Really creepy bosses and a really funny manual narrated by Wario that I actually brought to my elementary school and read to the other kids.

Just an insane game, the presentation of this is second-to-none. It is very difficult though, the save states on Switch Online ended up getting used a few times.

The game feels revolutionary in the same way as Ico, where it was just something wholly new in the way it looked, felt, and sounded, except it almost couldn't be more different than Ico. It's no wonder Treasure is viewed with such reverence. I bought the sequel for 50 bucks, now all I have to do it get my Wii U back from my mom so I can play it.

A surprising jump in quality over the first game, for being on a system not much more advanced than the NES itself, and lacking one thing the NES had, color. I found myself being led fairly easily through this game, and I didn't get stuck unlike how I got stuck several times with the original.

But little did players at the time know that this was just the chrysalis stage of Metroid, a prelude to the beautiful butterfly that would emerge just a few years later...

This is one of the small handful of games I've ever emulated, and the first time I played it I nearly beat it - getting all the way to the final section where you have to find the names of the treasures - before stopping. Why i stopped I don't remember, I might have lost my progress or just stopped in a moment of difficulty and found it too daunting to return.

But, years later, something brought me back to this game, to play the entire thing again, and I'm glad it did. I became interested in this game when reading about its long-in-development sequel, but the game shouldn't just be known because of that, it should be known because it's just a great collection of puzzles, a virtual activity book for all ages, wrapped up in a very cool Tarot theme with nice blip and bloop sounds. Assembling the map is such a cool "meta puzzle", I'd love to have a poster of that on my wall. And words like "ERA" and "IVY" are now connected to this game in my head. I'll definitely play the sequel at some point.

Literally the only thing I remember about this game is a kid yelling "That's some tenacious D!"

Don't play this in front of a girl you like if you're high on weed.

There's beautiful simplicity to this game that the others, as much as I love Kingdom Hearts at its most insanely complex, just don't have. This is a game with something to prove, and whatever it was, it proves it. Hollow Bastion is one of my favorite locations in video games. The final boss is one of my favorite final bosses in video games. The ending is one of the greatest, top 3 greatest, endings in video games. Even playing it for the first time in 2012, at age 19, with no nostalgia connected to this series, no history of listening to the music - the only connection I had to the games was performing in a bizarre classroom theater version of the game's intro scenes shortly before - when Kairi says "I know you will!", and Sora is taken away from her, and that music begins to play...Wow. It's an incredible moment. The rough edges on this game compared to the sequels barely make it worse, they just make it more unique.

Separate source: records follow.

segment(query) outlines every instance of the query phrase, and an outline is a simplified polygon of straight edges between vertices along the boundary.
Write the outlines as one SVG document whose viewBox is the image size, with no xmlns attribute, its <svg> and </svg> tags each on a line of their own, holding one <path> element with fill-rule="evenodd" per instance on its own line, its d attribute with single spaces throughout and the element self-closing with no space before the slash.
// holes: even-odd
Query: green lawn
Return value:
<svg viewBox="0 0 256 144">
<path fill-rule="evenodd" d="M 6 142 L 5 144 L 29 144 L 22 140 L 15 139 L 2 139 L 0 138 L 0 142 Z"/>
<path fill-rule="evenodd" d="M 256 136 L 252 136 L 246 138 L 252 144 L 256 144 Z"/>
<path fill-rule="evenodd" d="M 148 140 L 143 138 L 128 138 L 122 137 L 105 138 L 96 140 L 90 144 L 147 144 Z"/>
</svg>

This review contains spoilers

One of the most fascinating Nintendo games. A real, somewhat unforigiving look at the circle of life, and one man's will to survive in an alien environment. I'm not joking; Pikmin's dark aspects aren't just some subtext for youtube video essays (something like "The Dark Truth underneath the Pikmin franchise"). It's not underneath anything, it's right there on the surface. I remember being very surprised by how deep and emotional some of Captain Olimar's diary logs got. This is a story of survival, of collaboration, and by the end when you see that the Pikmin have learned to fight on their own, it's a beautiful thing. Olimar is a brave man. He's not portrayed as one but he is. He's a leader who tamed the wilds of an alien world. I think he and Donkey Kong would get along. These plot elements, the strict time limit, the gameplay that can quickly get somewhat overwhelming if you're not familiar with real-time strategy, and the somewhat dated graphics, probably make this game pretty alienating (ha) to modern and casual players. I'd definitely tell someone new to the franchise to start with Pikmin 3. But there's a charm to this first entry that 3 (I haven't played 2) doesn't have.

Super cool. Absolutely criminal that this hasn't gotten an HD re-release.

The first trophy I got in this is a reference to the "Look at me, I'm the captain now" line from Captain Phillips and that's probably the most enjoyment I got out of this game.